Gwernyfed RFC
- Full name: Gwernyfed Rugby Football Club
- Nickname(s): Green, White & Blacks
- Founded: 1965
- Location: Talgarth, Wales
- Ground(s): Trefecca Road
- Chairman: Gareth Davies
- Coach(es): Lee Thomas, Alun Phillips, Tomi Lewis, Jordan Curran
- League(s): WRU Division Three South East
- 2011-12: 8th
| Team kit |

Official website
- www.grfc.btik.com/p_Home.ikml

= Gwernyfed RFC =

Gwernyfed RFC is a rugby union club based in the town of Talgarth, near Brecon, in Powys, Wales. Gwernyfed RFC is a member of the Welsh Rugby Union and is a feeder club for the Cardiff Blues.

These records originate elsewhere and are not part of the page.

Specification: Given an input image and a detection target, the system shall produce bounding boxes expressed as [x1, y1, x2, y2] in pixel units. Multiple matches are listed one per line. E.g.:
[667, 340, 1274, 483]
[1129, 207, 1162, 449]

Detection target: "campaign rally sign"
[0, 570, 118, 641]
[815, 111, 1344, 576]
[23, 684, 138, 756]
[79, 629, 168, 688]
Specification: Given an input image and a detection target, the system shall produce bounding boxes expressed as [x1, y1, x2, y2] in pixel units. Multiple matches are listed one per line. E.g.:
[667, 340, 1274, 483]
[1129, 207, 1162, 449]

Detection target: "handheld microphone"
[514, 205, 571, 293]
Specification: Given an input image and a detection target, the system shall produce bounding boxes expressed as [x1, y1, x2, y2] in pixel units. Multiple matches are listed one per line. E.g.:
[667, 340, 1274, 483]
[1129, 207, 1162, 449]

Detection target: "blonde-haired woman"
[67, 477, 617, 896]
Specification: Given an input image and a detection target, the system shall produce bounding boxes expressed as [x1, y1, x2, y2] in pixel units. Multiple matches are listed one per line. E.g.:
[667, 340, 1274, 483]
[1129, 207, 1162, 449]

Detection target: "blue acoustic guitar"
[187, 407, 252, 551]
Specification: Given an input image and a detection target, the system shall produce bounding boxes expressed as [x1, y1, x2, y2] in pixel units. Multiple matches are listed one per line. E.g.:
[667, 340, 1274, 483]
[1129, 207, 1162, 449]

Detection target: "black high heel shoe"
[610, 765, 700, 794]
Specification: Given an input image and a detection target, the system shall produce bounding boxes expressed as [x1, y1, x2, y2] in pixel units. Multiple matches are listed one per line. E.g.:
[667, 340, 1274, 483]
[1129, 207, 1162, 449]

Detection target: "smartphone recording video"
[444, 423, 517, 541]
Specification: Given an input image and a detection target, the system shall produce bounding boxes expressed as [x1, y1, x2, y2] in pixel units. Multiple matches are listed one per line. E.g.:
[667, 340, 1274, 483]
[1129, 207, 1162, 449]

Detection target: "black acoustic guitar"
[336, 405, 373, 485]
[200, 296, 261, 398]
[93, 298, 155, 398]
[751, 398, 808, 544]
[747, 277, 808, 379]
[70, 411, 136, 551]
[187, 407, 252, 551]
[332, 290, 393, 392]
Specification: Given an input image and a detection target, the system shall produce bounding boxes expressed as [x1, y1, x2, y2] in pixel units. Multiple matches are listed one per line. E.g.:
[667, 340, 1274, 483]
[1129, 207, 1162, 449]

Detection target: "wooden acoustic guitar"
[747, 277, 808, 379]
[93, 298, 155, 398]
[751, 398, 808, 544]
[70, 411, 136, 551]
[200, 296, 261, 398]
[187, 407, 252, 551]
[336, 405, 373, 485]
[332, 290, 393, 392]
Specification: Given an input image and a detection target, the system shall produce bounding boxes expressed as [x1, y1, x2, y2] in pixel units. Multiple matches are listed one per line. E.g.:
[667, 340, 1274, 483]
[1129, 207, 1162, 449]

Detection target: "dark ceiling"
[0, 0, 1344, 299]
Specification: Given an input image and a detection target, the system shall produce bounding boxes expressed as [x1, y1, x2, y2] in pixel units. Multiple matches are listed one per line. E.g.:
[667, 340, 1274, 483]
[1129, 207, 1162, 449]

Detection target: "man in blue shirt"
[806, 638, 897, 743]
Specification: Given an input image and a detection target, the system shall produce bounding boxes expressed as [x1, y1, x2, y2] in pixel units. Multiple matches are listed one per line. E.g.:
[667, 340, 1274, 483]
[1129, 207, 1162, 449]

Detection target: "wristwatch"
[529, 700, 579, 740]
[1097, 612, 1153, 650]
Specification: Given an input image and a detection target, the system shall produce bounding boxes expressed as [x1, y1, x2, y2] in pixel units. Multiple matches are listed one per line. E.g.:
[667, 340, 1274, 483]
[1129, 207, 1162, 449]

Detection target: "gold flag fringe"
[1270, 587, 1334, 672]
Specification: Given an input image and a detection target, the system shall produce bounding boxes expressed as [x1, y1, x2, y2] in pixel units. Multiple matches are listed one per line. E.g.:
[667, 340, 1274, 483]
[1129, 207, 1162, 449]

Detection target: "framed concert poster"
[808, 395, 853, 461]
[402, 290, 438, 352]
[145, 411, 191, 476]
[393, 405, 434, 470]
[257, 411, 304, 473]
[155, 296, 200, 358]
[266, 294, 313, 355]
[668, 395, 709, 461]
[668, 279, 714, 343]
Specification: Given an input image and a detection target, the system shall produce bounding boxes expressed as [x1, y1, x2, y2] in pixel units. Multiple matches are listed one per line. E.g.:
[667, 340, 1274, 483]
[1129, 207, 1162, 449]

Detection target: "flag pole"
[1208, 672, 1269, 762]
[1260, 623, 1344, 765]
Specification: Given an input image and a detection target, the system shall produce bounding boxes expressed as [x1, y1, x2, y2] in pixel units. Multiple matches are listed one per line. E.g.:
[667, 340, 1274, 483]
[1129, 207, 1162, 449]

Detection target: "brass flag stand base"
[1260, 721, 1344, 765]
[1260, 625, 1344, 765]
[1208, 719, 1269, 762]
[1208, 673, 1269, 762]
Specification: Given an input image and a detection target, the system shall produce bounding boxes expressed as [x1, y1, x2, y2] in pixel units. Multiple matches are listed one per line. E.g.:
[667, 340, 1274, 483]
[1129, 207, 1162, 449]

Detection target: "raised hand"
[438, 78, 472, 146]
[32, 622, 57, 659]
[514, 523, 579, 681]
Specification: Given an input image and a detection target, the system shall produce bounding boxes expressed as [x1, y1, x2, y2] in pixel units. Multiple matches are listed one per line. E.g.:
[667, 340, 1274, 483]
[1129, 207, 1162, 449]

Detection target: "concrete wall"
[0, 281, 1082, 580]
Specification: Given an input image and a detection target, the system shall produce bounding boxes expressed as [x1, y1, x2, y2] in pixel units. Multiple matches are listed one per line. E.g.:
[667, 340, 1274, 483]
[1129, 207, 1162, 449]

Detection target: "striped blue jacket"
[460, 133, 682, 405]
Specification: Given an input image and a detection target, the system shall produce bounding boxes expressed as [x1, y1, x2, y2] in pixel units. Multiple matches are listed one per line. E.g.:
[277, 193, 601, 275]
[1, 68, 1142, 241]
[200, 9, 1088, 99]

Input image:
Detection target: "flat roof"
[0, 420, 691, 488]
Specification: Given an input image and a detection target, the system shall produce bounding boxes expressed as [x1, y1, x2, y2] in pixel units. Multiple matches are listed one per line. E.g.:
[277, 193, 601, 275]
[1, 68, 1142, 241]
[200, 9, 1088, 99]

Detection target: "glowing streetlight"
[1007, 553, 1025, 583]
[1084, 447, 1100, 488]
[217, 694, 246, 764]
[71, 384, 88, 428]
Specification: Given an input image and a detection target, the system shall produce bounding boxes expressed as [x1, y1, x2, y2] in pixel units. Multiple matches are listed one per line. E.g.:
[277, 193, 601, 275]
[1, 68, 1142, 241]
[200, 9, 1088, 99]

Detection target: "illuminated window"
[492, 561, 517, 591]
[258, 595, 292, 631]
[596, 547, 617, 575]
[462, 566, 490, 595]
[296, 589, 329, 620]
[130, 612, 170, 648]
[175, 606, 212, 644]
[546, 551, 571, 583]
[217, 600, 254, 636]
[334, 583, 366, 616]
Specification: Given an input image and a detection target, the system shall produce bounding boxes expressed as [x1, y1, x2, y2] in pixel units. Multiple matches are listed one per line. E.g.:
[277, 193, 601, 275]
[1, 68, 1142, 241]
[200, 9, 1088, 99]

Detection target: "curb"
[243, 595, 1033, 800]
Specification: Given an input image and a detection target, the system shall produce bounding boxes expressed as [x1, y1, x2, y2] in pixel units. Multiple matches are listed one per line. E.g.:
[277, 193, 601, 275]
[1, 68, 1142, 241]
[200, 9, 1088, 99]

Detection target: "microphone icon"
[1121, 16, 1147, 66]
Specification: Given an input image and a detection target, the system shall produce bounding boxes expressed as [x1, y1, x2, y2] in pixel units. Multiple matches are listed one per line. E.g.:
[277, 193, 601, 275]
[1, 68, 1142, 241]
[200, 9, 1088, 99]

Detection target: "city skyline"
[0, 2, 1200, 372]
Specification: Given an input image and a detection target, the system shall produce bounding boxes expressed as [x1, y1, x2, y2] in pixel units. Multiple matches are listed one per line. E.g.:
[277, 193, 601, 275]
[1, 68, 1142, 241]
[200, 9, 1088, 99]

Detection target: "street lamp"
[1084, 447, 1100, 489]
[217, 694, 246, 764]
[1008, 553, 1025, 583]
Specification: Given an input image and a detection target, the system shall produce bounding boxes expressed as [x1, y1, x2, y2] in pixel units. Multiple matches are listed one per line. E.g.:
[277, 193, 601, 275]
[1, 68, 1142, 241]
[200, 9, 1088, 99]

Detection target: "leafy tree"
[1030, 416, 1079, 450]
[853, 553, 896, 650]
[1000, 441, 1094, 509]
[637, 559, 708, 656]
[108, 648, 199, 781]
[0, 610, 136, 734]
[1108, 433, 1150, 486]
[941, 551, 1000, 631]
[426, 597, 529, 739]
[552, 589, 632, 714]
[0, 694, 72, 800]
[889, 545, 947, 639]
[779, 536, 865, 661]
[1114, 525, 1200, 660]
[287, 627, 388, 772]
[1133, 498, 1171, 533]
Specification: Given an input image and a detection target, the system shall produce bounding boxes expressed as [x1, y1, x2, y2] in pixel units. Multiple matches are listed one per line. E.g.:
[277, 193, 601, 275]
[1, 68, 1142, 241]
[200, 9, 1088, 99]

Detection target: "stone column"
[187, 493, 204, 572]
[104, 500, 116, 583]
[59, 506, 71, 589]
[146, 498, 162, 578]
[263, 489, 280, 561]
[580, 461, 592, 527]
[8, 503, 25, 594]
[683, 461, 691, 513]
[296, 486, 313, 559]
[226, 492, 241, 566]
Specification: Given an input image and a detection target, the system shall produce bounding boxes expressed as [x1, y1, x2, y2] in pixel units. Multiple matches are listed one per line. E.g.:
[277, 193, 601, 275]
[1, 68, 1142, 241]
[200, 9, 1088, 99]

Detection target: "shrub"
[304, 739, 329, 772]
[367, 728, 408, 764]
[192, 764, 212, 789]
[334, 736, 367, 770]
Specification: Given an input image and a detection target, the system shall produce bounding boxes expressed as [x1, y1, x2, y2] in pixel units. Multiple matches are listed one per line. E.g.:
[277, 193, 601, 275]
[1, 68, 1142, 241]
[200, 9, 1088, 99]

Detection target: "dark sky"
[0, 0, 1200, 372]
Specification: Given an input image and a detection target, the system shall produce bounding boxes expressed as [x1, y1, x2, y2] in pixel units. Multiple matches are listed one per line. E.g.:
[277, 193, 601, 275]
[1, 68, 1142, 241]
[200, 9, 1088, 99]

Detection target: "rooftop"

Gwernyfed RFC was founded in 1965 by two school teachers from Gwernyfed High School and initially played in the Neath & District Junior Rugby Union. During the early years the club played on the school's rugby pitch and used the New Inn public house in Talgarth as a makeshift clubhouse. A pitch was later obtained when a local farmer allowed use of a field in Talgarth, which became the club's home ground. In September 1990 the club managed to obtain sufficient funds to purchase a property on Trefecca road in Talgarth which is now the official clubhouse. In 1996 the club applied for and was successful in gaining membership to the Welsh Rugby Union.

The club today fields a firsts, seconds, ladies, youth and junior teams.

==Club honours==
- 2007-08 WRU Division Four East Champions.
- 2024-25 WRU Division Four East Champions
- Tomi Lewis: A product of Gwernyfed’s junior ranks. He has represented Wales at U18, U20, and in Wales Sevens.
- Tilly Vucaj: Also started playing for Gwernyfed as a child. She has earned a senior international cap for Wales and has been selected in the Wales squad for the Women’s Rugby World Cup 2025.